En effet, pour le reste, le texte n'est pas encore parfait. En particulier, il faut souligner la différence entre le degré de précision et de détail qui entoure les prévisions sur le budget de l'Etat, soit plus de quarante pages du rapport, et celui apporté aux finances de la sécurité sociale, traitées en une quinzaine de pages seulement. Sans doute la brièveté du délai entre l'adoption de la révision constitutionnelle le 23 juillet et le dépôt du texte le 26 septembre peut-elle expliquer ces « péchés de jeunesse » ?

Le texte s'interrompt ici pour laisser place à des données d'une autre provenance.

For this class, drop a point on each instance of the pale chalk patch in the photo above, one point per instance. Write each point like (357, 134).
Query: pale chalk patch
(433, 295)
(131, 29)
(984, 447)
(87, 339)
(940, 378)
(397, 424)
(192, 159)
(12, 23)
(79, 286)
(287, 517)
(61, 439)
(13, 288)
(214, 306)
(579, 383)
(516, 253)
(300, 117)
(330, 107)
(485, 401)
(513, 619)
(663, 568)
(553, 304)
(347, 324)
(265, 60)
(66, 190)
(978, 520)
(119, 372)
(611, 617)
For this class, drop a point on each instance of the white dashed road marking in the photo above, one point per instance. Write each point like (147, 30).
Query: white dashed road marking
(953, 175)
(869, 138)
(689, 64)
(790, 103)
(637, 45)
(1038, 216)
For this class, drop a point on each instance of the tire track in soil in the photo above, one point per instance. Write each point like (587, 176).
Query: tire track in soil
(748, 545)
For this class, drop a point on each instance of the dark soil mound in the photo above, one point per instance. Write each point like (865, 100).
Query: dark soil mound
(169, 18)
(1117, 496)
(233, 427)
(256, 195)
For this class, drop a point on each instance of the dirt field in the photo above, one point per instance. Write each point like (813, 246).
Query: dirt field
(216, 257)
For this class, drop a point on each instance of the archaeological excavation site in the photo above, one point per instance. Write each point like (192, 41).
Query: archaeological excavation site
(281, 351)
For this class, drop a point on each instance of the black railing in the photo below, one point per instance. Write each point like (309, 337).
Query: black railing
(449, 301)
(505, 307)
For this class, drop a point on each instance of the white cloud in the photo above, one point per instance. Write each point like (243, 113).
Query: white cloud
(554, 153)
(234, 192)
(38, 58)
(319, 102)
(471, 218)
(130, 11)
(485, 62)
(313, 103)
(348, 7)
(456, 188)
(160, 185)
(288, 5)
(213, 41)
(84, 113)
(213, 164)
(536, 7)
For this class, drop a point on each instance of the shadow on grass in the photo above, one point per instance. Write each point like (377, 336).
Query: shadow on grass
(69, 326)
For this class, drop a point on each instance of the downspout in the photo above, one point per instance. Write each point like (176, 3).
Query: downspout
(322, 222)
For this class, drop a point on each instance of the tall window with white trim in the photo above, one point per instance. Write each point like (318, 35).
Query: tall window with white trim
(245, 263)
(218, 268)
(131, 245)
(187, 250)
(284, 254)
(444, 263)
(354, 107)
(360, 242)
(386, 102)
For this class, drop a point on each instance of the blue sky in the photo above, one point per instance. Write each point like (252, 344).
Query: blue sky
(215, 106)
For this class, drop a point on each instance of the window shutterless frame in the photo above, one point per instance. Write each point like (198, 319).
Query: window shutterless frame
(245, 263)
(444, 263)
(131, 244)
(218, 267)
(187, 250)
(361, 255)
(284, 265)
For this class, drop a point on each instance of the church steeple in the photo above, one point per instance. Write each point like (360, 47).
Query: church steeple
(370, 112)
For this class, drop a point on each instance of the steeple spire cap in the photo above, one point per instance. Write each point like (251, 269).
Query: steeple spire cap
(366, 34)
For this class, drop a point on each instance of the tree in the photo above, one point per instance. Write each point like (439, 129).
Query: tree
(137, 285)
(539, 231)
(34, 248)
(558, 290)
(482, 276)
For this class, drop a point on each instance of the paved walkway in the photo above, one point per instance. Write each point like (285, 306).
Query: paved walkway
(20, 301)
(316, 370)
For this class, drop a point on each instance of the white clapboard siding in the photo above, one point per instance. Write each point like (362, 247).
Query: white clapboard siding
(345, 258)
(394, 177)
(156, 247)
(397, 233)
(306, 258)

En conclusion, M. Alain Vasselle, rapporteur pour avis, a suggéré de donner un avis favorable à l'adoption du projet de loi de programmation, sous réserve de demander au Gouvernement qu'il s'engage à mieux étayer les projections relatives aux finances sociales dans la prochaine loi de programmation, à réfléchir à l'utilité de fixer un objectif de progression des dépenses de vieillesse et à redéposer un projet de loi de programmation si les hypothèses macroéconomiques sur lesquelles le texte actuel est construit devaient être sensiblement corrigées.